There is a group of dogs referred to as “gun” or “bird” dogs. They typically assist hunters in retrieving game, usually birds. For a hunting dog, being “gun shy” means they are going to spook easily by sudden loud noises: for example, a gun shot.
In most suburbs, life is relatively quiet, and loud noises can startle people and dogs. A dog who’s spooked by loud sounds is probably going to be “gun shy” and, being unfamiliar with the startling loud noise, will be afraid of gunshots.
This usually happens when a hunter takes a dog out hunting without first exposing them to gunshots and loud noises outside of the heated environment of the hunt. Some believe that a gun shy dog is a lost cause, while others believe it can be trained out of them.
The best way to avoid the situation is by training your dog before you take them on a hunt in the first place.
Ways To Make Sure Your Dog Will Not Be Gun Shy
Expose your dog(s) to loud noises early on. Not so loud as to damage their hearing, but loud enough to startle them and immediately follow it with some kind of positive reinforcement, like a treat or affection.
Start with loud clapping and follow it up with louder noises progressing to a starter pistol. The dog needs to feel safe and to know that something positive happens after the loud noise. This can also be helpful to dogs who show a fear of fireworks or thunder.
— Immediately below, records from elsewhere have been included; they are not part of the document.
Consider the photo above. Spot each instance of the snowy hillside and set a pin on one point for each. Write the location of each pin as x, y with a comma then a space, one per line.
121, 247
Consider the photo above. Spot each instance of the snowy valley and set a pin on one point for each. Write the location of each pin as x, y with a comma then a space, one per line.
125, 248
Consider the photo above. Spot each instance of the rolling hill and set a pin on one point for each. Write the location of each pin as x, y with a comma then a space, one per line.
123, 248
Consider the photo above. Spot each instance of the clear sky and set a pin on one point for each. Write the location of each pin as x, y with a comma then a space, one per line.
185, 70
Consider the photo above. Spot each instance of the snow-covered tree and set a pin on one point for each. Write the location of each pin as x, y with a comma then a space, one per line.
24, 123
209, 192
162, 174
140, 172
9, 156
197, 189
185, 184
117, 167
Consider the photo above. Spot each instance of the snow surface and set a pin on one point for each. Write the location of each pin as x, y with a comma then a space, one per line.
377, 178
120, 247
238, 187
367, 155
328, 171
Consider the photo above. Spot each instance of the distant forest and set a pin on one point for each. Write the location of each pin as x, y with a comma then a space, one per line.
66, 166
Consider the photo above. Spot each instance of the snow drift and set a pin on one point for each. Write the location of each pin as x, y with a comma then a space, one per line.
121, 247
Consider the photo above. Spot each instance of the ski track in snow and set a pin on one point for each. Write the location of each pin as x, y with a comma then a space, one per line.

Just know that it is much easier to train a dog before the dog becomes gun shy than after.
While hunting with dogs is frowned upon in many dog loving communities, and hunting at all is frowned upon by many animal lovers, there are some parts of the world where people hunt for survival and where people hunt for sport.
Many countries have legislation in place that regulates hunting with dogs and, in some countries, it is prohibited. If you choose to hunt with your dog, check your local laws and restrictions first.